The possibility of his succeeding DeMint appears to be just what the Republican Party had in mind as it tries to pick up the pieces following last month’s disastrous election results and diversify its ranks.
That means that Scott might soon be the first African-American senator from the South since Reconstruction if Gov. Nikki Haley decides to appoint him to the seat vacated by DeMint, who abruptly resigned Thursday to take a job running The Heritage Foundation.
“Tim Scott is obviously the undisputed favorite,” one South Carolina GOP operative told U.S. News. “It would be very historic for the state’s first woman governor to appoint the Senate’s only African-American man.”
DeMint and Scott are close, personally and ideologically, and Scott has the conservative bona fides that are undoubtedly DeMint-approved. Scott has risen in the House quickly since his election in 2010, serving on the powerful Rules Committee and working closely with GOP leadership as a liaison for the freshman class, while maintaining good relationships with the influential Tea Party wing of House Republicans.
DeMint is staying mum on his preferred pick, saying he’ll leave the decision to Haley. Likewise, Sen. Lindsey Graham (R-S.C.) said he isn’t going to speculate on who might join him in the upper chamber.

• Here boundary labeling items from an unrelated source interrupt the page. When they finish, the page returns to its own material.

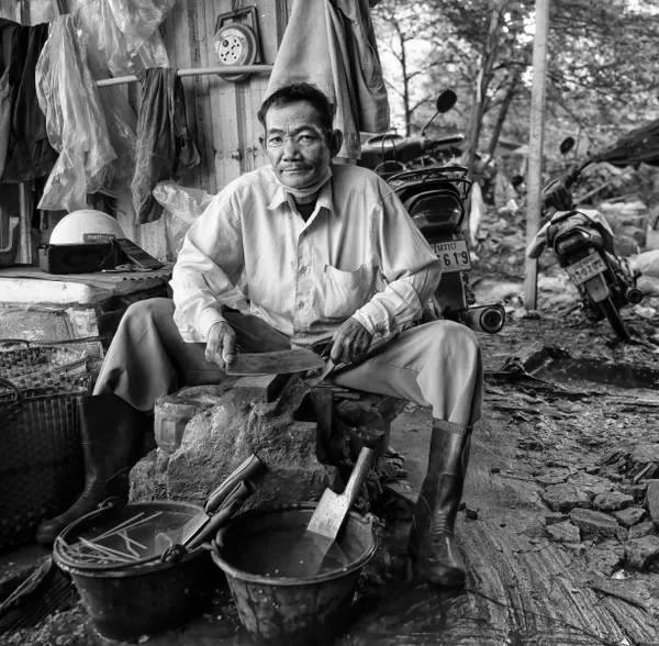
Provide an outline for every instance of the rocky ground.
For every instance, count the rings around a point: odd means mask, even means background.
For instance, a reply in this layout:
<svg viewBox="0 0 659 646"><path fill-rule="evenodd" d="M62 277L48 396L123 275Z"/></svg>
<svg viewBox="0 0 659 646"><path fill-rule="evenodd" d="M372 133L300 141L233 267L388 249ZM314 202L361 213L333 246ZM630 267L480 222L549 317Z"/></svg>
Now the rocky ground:
<svg viewBox="0 0 659 646"><path fill-rule="evenodd" d="M485 416L474 436L458 530L468 590L454 595L406 579L409 508L382 510L389 533L361 580L339 643L514 645L659 644L659 280L624 310L630 342L577 307L562 271L543 264L538 311L523 307L523 234L483 227L472 285L509 321L481 336ZM392 444L411 488L423 474L428 412L407 406ZM398 499L396 499L398 500ZM199 620L139 643L246 644L226 589ZM96 645L81 604L7 634L11 646Z"/></svg>

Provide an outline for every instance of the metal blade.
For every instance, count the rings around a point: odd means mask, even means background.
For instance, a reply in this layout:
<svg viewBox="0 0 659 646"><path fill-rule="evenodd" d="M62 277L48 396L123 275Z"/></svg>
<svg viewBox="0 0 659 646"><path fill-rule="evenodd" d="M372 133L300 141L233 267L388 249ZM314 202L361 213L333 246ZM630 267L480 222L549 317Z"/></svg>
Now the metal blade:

Scott, along with fellow South Carolina GOP freshmen Trey Gowdy, Mick Mulvaney and Jeff Duncan, quickly became known as the “Fab Four,” or more ominously, “The Four Horsemen,” who came to Washington ready to shake things up. They’ve remained united on most issues and are all steadfastly conservative.
But Scott also has the kind of personal story that’s undoubtedly appealing to a party that’s desperately in need of broadening its base beyond older, white men. He worked his way out of poverty to become a successful small-business man, local politician and eventual congressman. If appointed, Scott would be the only black senator to currently serve in the chamber, and the first since Illinois Democrat Roland Burris left the Senate in 2010.
At the crux of his conservative beliefs is the idea that capitalism and hard work can help the poor move up the economic ladder. And he tells that story at every opportunity.
“As a poor kid growing up in a single-parent household in North Charleston, S.C., I felt like I didn’t have much going for me,” Scott said in a speech at the Republican National Convention this summer. “I did have a mom who believed in tough love, and that love comes at the end of a switch … and [a] small-business owner, who was my mentor, who taught me I could think my way out of poverty.”
Scott’s mentor taught him that “having a job is a good thing, but creating jobs was even better.”
South Carolina political consultant Taft Matney said any of the four GOP freshmen from the Palmetto State would be a good fit for the seat, but Scott in particular “would easily be able to carry Jim DeMint’s banner.”
“He’s a great speaker and a great leader,” Matney said. “And he has one of the most compelling stories.”
But it’s Scott’s ability to articulate the case for conservatism among the poor that may put him ahead of the pack.
“He can say all the things Jim DeMint says, which, when Jim says it, can sound sometimes to the outside world as pretty harsh,” said Brent Nelsen, a political science professor at Furman University, Politico reported. “Tim says exactly the same things as Jim does, but he talks about his upbringing and the mentor who taught him the principles of making it in the world. He’s really credible as a conservative who has a heart for disadvantaged people.”
Others in the state have speculated that Scott might have different aspirations, such as running for governor or continuing to move up in House leadership. He was recently picked to serve on the tax-writing Ways and Means Committee.
For now, Scott is taking a cue from DeMint and staying quiet about his future.
“Looking forward, Gov. Haley will now appoint a new senator, and I know she will make the right choice both for South Carolina and the nation,” he said in a statement Thursday.
Still, conservatives quickly jumped on board with a potential Sen. Tim Scott.
“About the only thing that could make this more awesome is if Gov. Nikki Haley ensures the Senate’s only black senator is a conservative Republican who presently represents the congressional district in which Ft. Sumter sits,” wrote Erick Erickson, editor-in-chief of RedState.com.